Meatballs with Caramelized Onion Gravy




Ingredients:
1 lb. ground beef
1 egg, lightly beaten
3/4 cup plain bread crumbs
1/2 cup milk
1 teaspoon garlic powder
1-1/2 teaspoons Italian seasoning
1/2 teaspoon black pepper
2 tablespoons olive oil
1 medium onion 
2 tablespoons flour
2 (10.5-oz.) cans condensed beef broth
salt, to taste

Instructions:
Heat oven to 350 degrees F. Place a wire cooling rack on a baking sheet covered with foil and coat with nonstick cooking spray.
Place bread crumbs and milk in a small bowl. Let sit for 10 minutes. Add eggs, garlic powder, 1 teaspoon Italian seasoning and 1/4 teaspoon pepper. Mix well. Place ground beef in a large bowl. Add egg mixture and mix to combine. Form into about 30 meatballs, about 1 level tablespoon each. Place on prepared rack over baking sheet. Bake meatballs for 20 minutes. Meanwhile, heat olive oil in a large nonstick skillet over medium-high heat. Add onions, cover pan, and cook, shaking pan occasionally, until onions have wilted, about 10 minutes. Remove cover and cook until onions area deep golden brown, about 10 minutes longer. Sprinkle flour over mixture, stir and cook for 1 minute. Gradually add about 2 cups of condensed beef broth, stirring until flour is completely incorporated into liquid. Bring contents of pan to a simmer. Stir in the remaining 1/2 teaspoon Italian seasoning and 1/4 teaspoon pepper. Add salt to taste. Return meatballs to skillet, lower heat to medium-low, and simmer, stirring occasionally, for about 10 minutes, or until meatballs are heated through. Serve with mashed potatoes.
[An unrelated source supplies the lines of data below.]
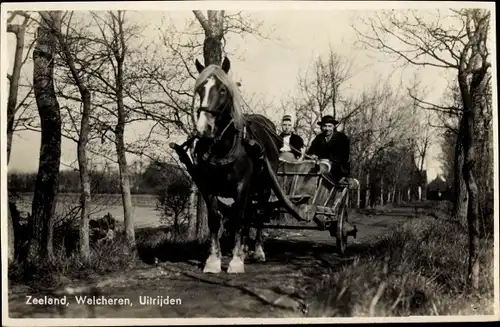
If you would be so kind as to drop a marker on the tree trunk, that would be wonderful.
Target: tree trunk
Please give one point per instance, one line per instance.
(367, 194)
(212, 54)
(124, 176)
(382, 192)
(10, 232)
(47, 181)
(19, 32)
(81, 150)
(460, 202)
(469, 153)
(192, 214)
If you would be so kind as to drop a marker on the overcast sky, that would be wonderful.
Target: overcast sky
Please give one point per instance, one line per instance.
(267, 68)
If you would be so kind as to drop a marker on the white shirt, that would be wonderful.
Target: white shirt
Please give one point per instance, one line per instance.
(286, 144)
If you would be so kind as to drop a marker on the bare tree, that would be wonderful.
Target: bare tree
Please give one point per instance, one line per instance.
(19, 30)
(47, 182)
(429, 39)
(82, 139)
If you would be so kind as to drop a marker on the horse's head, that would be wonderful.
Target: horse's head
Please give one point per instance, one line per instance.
(214, 89)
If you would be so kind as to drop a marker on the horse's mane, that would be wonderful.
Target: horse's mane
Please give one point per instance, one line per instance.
(237, 113)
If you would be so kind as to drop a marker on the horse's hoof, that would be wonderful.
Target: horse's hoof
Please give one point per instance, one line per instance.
(259, 255)
(212, 265)
(236, 266)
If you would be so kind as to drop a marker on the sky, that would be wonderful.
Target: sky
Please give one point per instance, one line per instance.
(268, 68)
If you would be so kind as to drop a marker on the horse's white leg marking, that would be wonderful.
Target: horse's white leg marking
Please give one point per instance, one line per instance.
(213, 264)
(259, 254)
(236, 265)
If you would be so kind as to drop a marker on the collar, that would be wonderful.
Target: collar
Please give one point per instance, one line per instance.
(230, 156)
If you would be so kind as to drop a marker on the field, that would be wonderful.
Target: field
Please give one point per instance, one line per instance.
(144, 205)
(402, 263)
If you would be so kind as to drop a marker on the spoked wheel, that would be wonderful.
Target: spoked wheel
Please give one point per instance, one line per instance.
(341, 236)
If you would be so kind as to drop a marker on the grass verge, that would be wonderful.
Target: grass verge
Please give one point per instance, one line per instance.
(418, 269)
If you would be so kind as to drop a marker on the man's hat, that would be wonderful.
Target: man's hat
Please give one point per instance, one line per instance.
(287, 117)
(328, 120)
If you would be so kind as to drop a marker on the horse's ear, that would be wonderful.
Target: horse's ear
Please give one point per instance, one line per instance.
(226, 65)
(199, 66)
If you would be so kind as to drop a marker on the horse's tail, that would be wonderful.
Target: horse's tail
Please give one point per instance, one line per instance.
(279, 191)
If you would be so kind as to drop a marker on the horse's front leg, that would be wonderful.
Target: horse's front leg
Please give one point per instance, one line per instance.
(213, 263)
(236, 265)
(259, 254)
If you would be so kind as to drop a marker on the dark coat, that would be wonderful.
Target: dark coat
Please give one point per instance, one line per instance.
(336, 150)
(296, 143)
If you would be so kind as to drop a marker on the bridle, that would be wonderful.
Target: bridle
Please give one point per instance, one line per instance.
(231, 155)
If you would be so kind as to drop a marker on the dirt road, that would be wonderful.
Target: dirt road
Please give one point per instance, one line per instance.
(280, 287)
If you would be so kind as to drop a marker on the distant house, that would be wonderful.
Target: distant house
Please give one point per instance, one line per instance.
(437, 189)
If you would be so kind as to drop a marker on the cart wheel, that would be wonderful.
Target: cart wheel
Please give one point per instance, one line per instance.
(341, 237)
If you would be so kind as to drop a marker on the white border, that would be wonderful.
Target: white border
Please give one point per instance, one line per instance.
(234, 5)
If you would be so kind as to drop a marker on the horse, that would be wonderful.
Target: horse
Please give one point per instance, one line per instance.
(235, 156)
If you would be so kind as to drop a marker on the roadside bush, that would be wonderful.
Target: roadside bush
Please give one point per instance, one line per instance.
(108, 253)
(173, 202)
(418, 269)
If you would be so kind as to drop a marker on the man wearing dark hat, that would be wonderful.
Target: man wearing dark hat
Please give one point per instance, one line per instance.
(291, 144)
(332, 145)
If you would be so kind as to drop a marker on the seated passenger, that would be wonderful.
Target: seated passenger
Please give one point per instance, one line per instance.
(332, 145)
(291, 144)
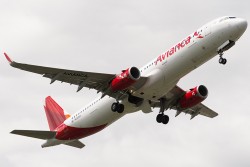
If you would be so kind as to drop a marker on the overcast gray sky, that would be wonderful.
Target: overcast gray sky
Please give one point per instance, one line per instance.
(108, 36)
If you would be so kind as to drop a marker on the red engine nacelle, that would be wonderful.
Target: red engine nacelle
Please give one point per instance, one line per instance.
(125, 79)
(193, 97)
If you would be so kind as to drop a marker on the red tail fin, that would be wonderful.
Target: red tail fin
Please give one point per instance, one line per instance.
(55, 114)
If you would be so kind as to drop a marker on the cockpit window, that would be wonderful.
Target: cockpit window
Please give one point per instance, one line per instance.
(223, 19)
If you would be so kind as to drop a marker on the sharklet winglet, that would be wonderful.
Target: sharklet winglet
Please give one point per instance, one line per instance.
(7, 57)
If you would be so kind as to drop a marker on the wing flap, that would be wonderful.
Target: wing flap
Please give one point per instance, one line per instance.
(91, 80)
(76, 144)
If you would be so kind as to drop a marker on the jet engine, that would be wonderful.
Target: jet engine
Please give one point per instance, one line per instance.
(125, 79)
(193, 97)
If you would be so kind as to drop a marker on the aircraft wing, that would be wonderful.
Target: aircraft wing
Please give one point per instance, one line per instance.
(172, 98)
(91, 80)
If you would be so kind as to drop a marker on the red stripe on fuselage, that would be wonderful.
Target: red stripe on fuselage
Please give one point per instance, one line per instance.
(65, 132)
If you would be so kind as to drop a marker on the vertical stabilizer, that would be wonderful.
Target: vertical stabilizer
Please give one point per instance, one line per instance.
(54, 113)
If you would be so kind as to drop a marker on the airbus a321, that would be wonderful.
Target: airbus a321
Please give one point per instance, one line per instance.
(137, 89)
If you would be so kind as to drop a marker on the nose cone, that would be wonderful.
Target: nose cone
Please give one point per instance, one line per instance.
(242, 25)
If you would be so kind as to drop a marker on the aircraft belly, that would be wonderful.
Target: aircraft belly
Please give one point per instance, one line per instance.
(101, 115)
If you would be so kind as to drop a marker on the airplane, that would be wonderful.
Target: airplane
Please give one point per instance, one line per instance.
(136, 89)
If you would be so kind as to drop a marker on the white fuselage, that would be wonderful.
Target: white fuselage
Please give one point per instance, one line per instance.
(165, 71)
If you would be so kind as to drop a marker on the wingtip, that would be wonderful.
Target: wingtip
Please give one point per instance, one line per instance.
(7, 57)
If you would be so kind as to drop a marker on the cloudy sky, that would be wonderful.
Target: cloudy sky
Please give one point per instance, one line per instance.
(108, 36)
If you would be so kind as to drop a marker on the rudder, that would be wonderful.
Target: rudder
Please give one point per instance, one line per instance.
(54, 113)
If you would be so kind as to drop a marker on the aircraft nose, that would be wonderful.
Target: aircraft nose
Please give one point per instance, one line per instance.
(242, 24)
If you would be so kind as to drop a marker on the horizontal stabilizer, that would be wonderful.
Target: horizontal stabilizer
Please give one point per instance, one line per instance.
(75, 143)
(35, 134)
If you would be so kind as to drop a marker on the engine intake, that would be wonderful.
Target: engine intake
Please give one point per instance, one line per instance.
(193, 97)
(125, 79)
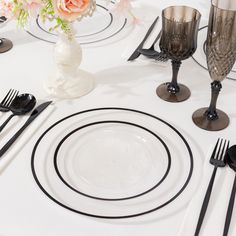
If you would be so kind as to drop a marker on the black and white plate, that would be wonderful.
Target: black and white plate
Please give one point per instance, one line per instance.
(115, 163)
(200, 55)
(104, 25)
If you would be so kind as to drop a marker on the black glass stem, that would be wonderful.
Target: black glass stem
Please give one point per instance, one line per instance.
(173, 86)
(211, 112)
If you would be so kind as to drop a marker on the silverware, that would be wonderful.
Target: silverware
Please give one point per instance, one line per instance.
(136, 53)
(231, 161)
(32, 117)
(20, 105)
(218, 159)
(152, 53)
(7, 100)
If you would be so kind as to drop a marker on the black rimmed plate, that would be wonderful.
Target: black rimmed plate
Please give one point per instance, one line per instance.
(104, 25)
(200, 55)
(115, 163)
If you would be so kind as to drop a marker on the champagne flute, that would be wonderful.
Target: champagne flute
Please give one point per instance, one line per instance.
(178, 42)
(221, 56)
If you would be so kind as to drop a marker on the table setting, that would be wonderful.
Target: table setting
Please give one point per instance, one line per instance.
(117, 117)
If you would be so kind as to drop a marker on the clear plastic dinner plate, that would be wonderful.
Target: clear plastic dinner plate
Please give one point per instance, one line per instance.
(115, 163)
(103, 25)
(200, 56)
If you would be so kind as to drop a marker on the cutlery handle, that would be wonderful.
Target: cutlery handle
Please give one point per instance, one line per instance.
(230, 208)
(136, 53)
(6, 122)
(205, 202)
(12, 140)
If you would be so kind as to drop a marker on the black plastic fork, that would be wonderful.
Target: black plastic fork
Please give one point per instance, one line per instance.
(7, 100)
(218, 159)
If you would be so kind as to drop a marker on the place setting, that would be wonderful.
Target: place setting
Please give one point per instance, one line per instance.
(115, 164)
(17, 105)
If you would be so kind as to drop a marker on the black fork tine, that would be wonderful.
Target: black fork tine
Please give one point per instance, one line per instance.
(6, 97)
(219, 149)
(227, 147)
(11, 98)
(215, 148)
(217, 159)
(223, 151)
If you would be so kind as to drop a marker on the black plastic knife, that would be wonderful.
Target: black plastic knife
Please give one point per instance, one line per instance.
(136, 53)
(32, 117)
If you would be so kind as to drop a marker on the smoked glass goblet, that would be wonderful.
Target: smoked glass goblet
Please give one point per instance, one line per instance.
(178, 42)
(221, 56)
(5, 44)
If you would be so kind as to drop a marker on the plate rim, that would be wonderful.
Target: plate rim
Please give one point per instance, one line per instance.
(107, 216)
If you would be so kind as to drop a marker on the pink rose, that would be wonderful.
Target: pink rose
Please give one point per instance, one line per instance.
(70, 10)
(6, 7)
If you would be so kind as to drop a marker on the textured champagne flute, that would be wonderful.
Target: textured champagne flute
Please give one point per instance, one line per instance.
(178, 42)
(221, 56)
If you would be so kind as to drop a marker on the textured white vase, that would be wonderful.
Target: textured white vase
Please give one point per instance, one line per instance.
(68, 81)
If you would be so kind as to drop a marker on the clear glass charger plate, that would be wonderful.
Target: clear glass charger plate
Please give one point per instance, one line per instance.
(104, 25)
(200, 55)
(115, 163)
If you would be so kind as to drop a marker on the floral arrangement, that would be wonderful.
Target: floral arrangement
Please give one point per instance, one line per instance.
(62, 12)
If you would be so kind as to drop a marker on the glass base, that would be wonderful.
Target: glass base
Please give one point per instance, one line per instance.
(5, 45)
(202, 122)
(183, 94)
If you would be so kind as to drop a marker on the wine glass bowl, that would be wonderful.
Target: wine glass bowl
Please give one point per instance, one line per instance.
(178, 42)
(221, 56)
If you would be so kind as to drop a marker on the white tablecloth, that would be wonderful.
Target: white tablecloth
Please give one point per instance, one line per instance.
(24, 209)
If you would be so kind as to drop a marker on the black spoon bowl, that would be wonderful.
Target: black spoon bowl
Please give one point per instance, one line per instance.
(21, 105)
(231, 161)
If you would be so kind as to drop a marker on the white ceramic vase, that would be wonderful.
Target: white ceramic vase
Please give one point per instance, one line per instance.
(68, 81)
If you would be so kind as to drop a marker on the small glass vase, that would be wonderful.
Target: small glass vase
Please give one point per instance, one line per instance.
(68, 81)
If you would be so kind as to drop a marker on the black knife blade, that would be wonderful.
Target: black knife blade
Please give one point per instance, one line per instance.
(136, 53)
(32, 117)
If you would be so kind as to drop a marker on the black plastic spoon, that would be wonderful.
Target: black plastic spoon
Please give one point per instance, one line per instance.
(231, 161)
(21, 105)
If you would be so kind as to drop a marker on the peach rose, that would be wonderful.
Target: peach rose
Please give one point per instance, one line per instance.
(70, 10)
(6, 7)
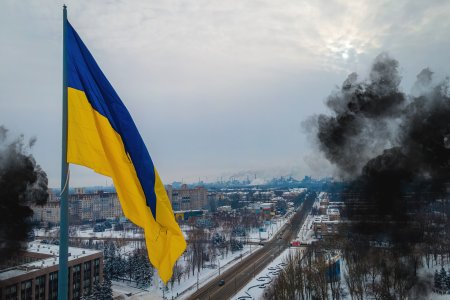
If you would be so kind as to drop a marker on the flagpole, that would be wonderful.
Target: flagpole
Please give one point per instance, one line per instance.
(64, 214)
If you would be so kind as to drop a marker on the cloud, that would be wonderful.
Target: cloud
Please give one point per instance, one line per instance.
(200, 77)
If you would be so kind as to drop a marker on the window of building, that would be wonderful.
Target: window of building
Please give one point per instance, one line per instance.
(39, 288)
(11, 292)
(76, 282)
(97, 270)
(26, 290)
(53, 286)
(87, 283)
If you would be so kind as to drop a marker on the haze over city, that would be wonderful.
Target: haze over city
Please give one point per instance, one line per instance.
(216, 88)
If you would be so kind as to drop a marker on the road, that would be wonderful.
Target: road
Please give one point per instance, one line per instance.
(239, 275)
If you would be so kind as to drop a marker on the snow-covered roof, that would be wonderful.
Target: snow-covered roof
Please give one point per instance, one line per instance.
(51, 252)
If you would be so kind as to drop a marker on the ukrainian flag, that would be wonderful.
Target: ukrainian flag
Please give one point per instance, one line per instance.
(102, 136)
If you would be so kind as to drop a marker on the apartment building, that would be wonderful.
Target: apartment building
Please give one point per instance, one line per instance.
(34, 274)
(186, 198)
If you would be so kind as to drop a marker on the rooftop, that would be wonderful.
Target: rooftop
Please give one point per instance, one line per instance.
(52, 252)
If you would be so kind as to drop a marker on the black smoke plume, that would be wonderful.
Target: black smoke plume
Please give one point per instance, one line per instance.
(393, 147)
(22, 183)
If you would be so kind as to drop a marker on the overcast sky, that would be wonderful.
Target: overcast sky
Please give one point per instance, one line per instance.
(216, 88)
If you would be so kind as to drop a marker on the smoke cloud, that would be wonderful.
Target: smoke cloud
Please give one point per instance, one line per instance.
(393, 147)
(22, 182)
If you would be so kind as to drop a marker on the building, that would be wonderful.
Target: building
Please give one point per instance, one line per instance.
(34, 274)
(186, 198)
(47, 213)
(94, 206)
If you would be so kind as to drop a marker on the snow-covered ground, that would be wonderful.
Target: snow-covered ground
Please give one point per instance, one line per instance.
(255, 288)
(188, 286)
Pumpkin Chocolate Chip Muffins


Ingredients:
⅓ cup pumpkin puree
⅓ cup maple syrup
¼ cup coconut oil, melted
3 eggs, whisked
1 teaspoon vanilla extract
¼ cup coconut flour
½ teaspoon cinnamon
¼ teaspoon nutmeg
⅛ teaspoon ground cloves
⅛ teaspoon powdered ginger
½ teaspoon baking soda
½ teaspoon baking powder
pinch of salt
½ cup Mini Chocolate Chips

Instructions
Preheat oven to 350 degrees.
Mix together wet ingredients in a bowl: pumpkin puree, maple syrup, coconut oil, eggs, and vanilla extract.
In another bowl, whisk together coconut flour, cinnamon, nutmeg, ground cloves, powdered ginger, baking soda, baking powder, and salt.
Pour dry ingredients into wet ingredients and mix well.
Fold in chocolate chips.
Line a muffin tin with paper liners. Use an ice cream scoop to one scoop of batter per muffin. Makes 5 full muffins.